広間の一角におとなしく座っていたアピアンははっとして背を伸ばした。中央では姫君が意外そうに目をみひらく。
「お兄様が騎士団長様で、当主があなた?」
「レムニスケート家の当主座は一族の合意によって選ばれるのです。我々は長子や血統にこだわらない伝統です。ずっと王家に仕えるために」
「レムニスケート家は王国の礎だ」
父王が姫君に機嫌よく話しかける。こんなに上機嫌な王をみたことはあったかと、アピアンはこれにも目をみはる。
「王城の防備は彼らによって鉄壁のものとされている。遠い昔、祖先とともに王城を築いたのも、レムニスケートの最初の九人だった。セルダン、といったな。将来はどうしたい? 父や叔父のように、この国を守る騎士になるか?」
アピアンがじっとみつめるなか、少年は完璧な――少なくともアピアンにはそうみえた――礼をして、はきはきと答えた。
「はい。いずれ父や当主に追いつきたいと思います」
すこし高めの子供の声なのに、落ちついて思慮深く響いたのは気のせいか。
父王は顔をほころばせた。
「頼もしいな。昨日のパレードでは息子のうしろにいただろう。アピアン?」
アピアンはあわてて立ち上がった。
「父上」
「きっとおまえたちはよき友になるだろう。人生で何よりも重要なものだ」
父王の言葉はセルダンへ投げかけられたものだった。アピアンはただ、聞いていたにすぎない。少年は顔をあげ、王に正面から答えた。
「大変な光栄です、陛下」
「アピアン、聞いたか?」
父王は嬉しそうに笑い、姫君も微笑んだ。
しかしアピアンはむしろ「友」という言葉に苛立っていた。よき友になるだろう、と王がいったのは、単に自分がセルダンを気に入った、というだけのことにすぎない。彼がアピアンの友になれるかなんて、どうしてわかるのか。

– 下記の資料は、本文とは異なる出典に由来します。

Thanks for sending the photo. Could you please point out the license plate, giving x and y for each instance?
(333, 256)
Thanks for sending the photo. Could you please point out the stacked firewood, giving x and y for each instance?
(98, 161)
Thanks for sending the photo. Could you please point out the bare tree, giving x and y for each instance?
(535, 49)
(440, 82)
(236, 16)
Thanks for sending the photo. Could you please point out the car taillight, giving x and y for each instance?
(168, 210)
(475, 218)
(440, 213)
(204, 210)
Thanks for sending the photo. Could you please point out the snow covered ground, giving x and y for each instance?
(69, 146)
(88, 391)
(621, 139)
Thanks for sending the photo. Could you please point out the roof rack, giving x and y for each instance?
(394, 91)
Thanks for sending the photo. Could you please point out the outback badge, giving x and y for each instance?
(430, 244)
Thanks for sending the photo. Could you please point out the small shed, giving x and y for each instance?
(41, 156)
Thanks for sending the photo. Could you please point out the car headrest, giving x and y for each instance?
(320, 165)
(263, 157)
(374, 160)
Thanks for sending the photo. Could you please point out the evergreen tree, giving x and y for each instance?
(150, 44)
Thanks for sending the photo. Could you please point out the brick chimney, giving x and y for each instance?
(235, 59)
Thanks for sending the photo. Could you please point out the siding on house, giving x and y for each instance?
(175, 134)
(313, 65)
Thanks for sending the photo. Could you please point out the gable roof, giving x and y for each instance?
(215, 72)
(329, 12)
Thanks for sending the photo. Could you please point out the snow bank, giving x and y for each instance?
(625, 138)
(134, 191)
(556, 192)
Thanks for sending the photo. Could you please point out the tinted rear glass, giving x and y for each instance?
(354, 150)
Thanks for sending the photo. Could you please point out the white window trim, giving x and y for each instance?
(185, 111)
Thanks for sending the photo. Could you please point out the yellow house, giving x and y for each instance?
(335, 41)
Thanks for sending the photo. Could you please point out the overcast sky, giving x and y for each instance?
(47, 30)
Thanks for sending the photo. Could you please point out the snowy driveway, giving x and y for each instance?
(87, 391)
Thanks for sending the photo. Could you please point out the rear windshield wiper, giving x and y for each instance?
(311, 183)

セルダンにも腹が立った。昨日のパレードのとき、彼の無言の手助けはアピアンのひそかな恐れを払拭してくれたにもかかわらず、である。助けてもらったという後ろめたさや劣等意識も働いていたのかもしれない。
それでもアピアンはこれらのもやもやを飲みこんで、いつものように父王に返事をする。
「はい、父上」
こうしてセルダン・レムニスケートは「王子の友人」とみなされることになった。おたがいにどんな感情を抱いているのか、抱くようになるのか、知ることもなく。